I have ordered from:

Freshdirect- they have great products, wonderful selection of local and organic things. The prices can be high on a lot of things, specially meat. The sales are good at times. I've used them almost exclusively for about 3 years. They have great customer service and with a $70 delivery pass you get free delivery for 6 months of orders over 30 bucks. Here in NY they deliver alcohol, flowers and party catering types of things. Cons: product selection for national brands is not great and they don't always have new and trendy products. They also deliver in boxes which need to be recycled. 

Peapod: Except for sale items I have found them very expensive, you can't shop from their store sales, and the fees are high unless they have a coupon code. They also don't always carry the same things as the stores. 

Amazon prime pantry: best deal on tide pods, when they have a coupon you can get 70 pods for 15.99. I find that they often don't have everything I want but like the tide you can find some great deals. Biggest con is that I hate their boxes. They are heavy and you have to open them to get to the cart handle. Hate that they are left in your doorstep. I only order from them rarely and only for great deals. 

ShopRite: this is my second favorite after fresh direct!!!! You can shop the sales. Things are not overpriced like peapod, and the variety is great. The delivery and handling charges are over 17.00 but worth it to me for the variety. Cons for me are th limited delivery times I can get. 
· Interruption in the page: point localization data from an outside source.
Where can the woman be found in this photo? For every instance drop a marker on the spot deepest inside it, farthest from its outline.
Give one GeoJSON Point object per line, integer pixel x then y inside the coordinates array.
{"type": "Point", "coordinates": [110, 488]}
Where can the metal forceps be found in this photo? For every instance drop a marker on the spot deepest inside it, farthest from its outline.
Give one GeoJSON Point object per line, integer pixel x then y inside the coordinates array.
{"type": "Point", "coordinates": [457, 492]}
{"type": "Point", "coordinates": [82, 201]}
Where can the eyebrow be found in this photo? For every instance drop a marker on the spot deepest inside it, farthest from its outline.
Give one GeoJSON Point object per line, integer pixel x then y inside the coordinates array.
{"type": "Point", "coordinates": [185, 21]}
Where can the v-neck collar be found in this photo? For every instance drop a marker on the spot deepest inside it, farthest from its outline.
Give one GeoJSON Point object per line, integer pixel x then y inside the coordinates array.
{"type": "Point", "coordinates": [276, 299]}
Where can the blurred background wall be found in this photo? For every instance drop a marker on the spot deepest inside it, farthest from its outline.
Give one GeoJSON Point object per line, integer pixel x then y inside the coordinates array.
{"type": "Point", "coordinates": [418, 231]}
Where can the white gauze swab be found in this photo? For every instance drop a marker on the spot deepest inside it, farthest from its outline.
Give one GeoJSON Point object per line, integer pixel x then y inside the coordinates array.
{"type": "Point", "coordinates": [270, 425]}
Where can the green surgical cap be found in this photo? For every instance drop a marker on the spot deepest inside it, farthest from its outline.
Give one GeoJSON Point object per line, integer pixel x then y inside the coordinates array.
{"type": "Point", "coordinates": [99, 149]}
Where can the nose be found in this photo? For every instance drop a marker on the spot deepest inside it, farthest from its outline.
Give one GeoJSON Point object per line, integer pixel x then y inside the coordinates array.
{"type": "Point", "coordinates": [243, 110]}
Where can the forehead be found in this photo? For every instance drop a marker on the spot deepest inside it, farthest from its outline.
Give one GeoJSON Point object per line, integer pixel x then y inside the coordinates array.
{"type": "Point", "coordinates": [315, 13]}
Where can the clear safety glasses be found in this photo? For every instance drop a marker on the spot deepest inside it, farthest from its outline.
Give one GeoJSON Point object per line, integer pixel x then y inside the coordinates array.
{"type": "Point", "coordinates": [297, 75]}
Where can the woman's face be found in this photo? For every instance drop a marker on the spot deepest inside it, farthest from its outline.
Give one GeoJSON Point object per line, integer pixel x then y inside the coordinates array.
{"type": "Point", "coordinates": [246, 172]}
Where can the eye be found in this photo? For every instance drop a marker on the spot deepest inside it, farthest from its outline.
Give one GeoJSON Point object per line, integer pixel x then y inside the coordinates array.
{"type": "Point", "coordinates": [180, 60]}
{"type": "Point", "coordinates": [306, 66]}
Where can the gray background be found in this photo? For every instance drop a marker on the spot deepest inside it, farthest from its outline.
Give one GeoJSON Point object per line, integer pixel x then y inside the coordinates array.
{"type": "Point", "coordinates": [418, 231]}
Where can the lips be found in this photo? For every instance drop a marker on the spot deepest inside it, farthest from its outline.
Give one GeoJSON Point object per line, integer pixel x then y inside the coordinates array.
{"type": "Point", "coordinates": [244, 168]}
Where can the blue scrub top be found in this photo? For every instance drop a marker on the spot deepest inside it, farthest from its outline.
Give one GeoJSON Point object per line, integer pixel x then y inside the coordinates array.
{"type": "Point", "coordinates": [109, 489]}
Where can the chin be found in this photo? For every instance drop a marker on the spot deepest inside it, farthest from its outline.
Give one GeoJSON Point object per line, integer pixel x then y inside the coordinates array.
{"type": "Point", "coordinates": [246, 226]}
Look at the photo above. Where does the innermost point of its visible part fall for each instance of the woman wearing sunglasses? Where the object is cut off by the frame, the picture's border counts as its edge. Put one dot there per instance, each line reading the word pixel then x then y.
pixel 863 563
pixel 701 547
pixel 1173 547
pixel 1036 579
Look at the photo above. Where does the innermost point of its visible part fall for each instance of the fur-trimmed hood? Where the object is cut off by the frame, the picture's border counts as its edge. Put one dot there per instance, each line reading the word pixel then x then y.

I'm interested if anyone had tried Holla?


----------



## Fuzzy (May 24, 2017)

I've been considering Blue Apron.


----------



## plushkitty (May 28, 2017)

I actually like grocery shopping, but I can't drive (epilepsy) and public transit is a joke around here. So I've ordered groceries online a few times. My favorite for dry goods is actually Vitacost. Yeah, they carry a lot of health food, but they also carry hard to find items like my favorite flavor of Pretzel Crisps, decent matcha tea, and almond paste suitable for making pignoli cookies at a reasonable price. The first time I found my beloved Pretzel Crisps on Vitacost I ordered like ten bags... I can only imagine what the order fulfillment people thought of that!


----------



## da3ley (Jun 25, 2018)

I do order groceries sometimes through Walmart, or Amazon Fresh. I do it sometimes because it's kind of difficult depending on how I feel to get around town. I do have a vehicle, but sometimes I am unable to find a motorized cart to go into shop as I have had 2 back injuries and my weight 520lbs almost makes it impossible to spend a full hour or so in the store just shopping with a regular card. I was actually please with Amazon Fresh. They didn't charge for the actual delivery of the groceries and the items were fresh.


----------



## da3ley (Jun 25, 2018)

Fuzzy said:


> I've been considering Blue Apron.


I have used Blue Apron to teach my girls to cook. Its not too bad at all. It's quite fun as well. They give you the illustrated pictorial recipe cards, the ingredients which are fresh, and they all come wrapped up in their own little containers, or bottles, and packages.

To me, they make the best portions as well. Not too much or too little, but perfect sizes. You can also pick out your own recipes. Now the price is what can kill you if you don't have the funds.


----------



## Lizzie_Jones (Sep 13, 2018)

I used to shop online but have since moved 2 blocks from a organic local foods grocery coop and I get my meat delivered now by a local butcher.


----------